Adversarial Reprogramming of Neural Networks

cs702 · on July 3, 2018

A trained deep neural net can be viewed as -- indeed, it is -- a program that accepts some input data and produces some output.

The idea here, at a very high level, is to use other neural nets that (a) accept different input data and learn to 'adversarially embed it' into the input data accepted by the first neural net, and (b) extract from the output of the first neural net the actual output desired by the attacker... without ever touching the first neural net.

The authors demonstrate adversarial neural nets that target a deep convnet trained to classify ImageNet data. They are able alter this convnet's function from ImageNet classification to counting squares in an image, classifying MNIST digits, and classifying CIFAR-10 images... without ever touching the convnet.

Great work.

Erlich_Bachman · on July 3, 2018

What are some of the deep/philosophical reasons for why it is so easy to construct an adversarial example for a contemporary vanilla deep CNN network? Why do individual pixels get so much power about what the network decides to classify its output as?

During training, each input sample is basically driving each weight to be adjusted to classify itself correctly, while also classifying other inputs correctly. The way the network should thus see its world, is that it can only be one of those samples. That the world cannot be anything else. Thus, it should be the easiest way, computationally-wise, for the network to learn the things that differ the most between the classes. In an adversarial example, those couple of different pixels cannot possibly be what is even mathematically much more different for that class, compared to other classes.

How does this happen? It it is easy to understand why it would be easy to fool a network that looks for a leopard couch by an image of a real leopard, because leopard colors and texture is what the network actually was looking for during training. The patterns of the fooling picture were in the input. Given that such a network is only a gross simplification of a real brain, it is easy to see that it can be fooled. But just some pixels? The network was not looking for those pixels during training. It was not optimized to look for them. Why would it ever treat them as having that much information? Does it optimize for random things more highly than for the actual classification result that affects its weights. Does it have so many pixels that it asserts random importantness to them, so that out of millions, there is always 1 or 2 that happen to decide so much about the overall result?

Is it because the network looks for the combination of certain parameters, and treats the exactness of a combination as the most important factor, more important than its global context? So that the combination of the adversarially-modified pixels look like having the most exact ratios between each other, even though their ratios compared to the rest of the pixels is not on par at all - and the network decides that the most exact combination has the most information? Then, why isn't this easily combated by regularization and stuff like dropout?

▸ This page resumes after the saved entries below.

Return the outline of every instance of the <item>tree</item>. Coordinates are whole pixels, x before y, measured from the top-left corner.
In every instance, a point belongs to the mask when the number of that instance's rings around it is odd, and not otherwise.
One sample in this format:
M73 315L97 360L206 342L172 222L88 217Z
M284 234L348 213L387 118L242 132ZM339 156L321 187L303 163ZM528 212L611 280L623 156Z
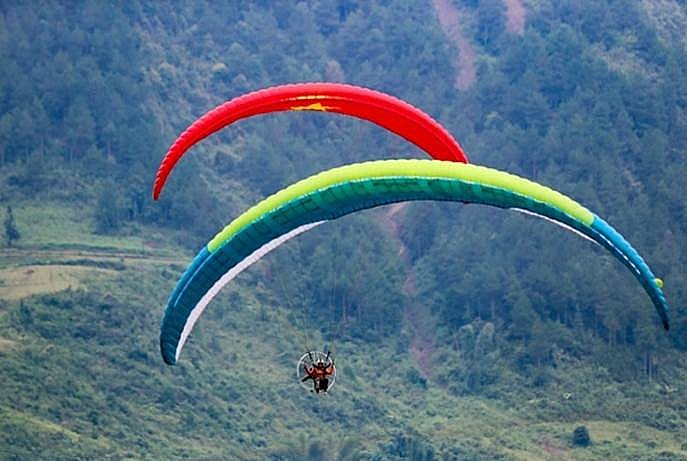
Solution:
M7 246L11 247L15 240L21 238L21 234L14 224L14 215L12 214L12 207L7 206L7 218L5 218L5 237L7 238Z
M585 426L578 426L573 431L572 443L576 447L588 447L592 444L589 431Z
M477 23L478 39L482 45L489 47L506 29L503 4L496 0L478 2Z
M95 209L95 230L100 234L116 232L123 223L124 216L114 182L106 184L100 192Z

nerdponx · on July 3, 2018

leopard colors and texture is what the network actually was looking for during training

Eh. The network is finding regular patterns. It doesn't know the difference between actual leopard parts and arbitrary noise in the image. The only reason we believe it's learning something about leopards is that we have fed the network lots of different kinds of leopards in lots of different contexts and positions.

But there are still some soft invariants that apply to images of leopards. These networks are complicated dynamical systems. Adding visual noise that is dissimilar to any kind of visual noise found naturally in leopard photos amounts to an input outside the normal operating range of the system. The effect of something like that, in general, is unpredictable. The fact that these examples exist shouldn't be that surprising. The fact that the output is quantized to one prediction or another only exacerbates the issue.

Is it because the network looks for the combination of certain parameters, and treats the exactness of a combination as the most important factor, more important than it's global context?

Probably. A CNN is an ensemble of many local representations.

So that the combination of the adversarially-modified pixels look like having the most exact ratios between each other, even though their ratios compared to the rest of the pixels is not on par at all - and the network decides that the most exact combination has the most information? Then, why isn't this easily combated by regularization and stuff like dropout?

Someone more knowledgeable than me can probably answer this. I'm not an expert in CNNs. But hopefully the rest is helpful.

stochastic_monk · on July 3, 2018

In light of [0], there is both theoretical and experimental reason to believe that CNNs are mostly picking up fourier decomposition.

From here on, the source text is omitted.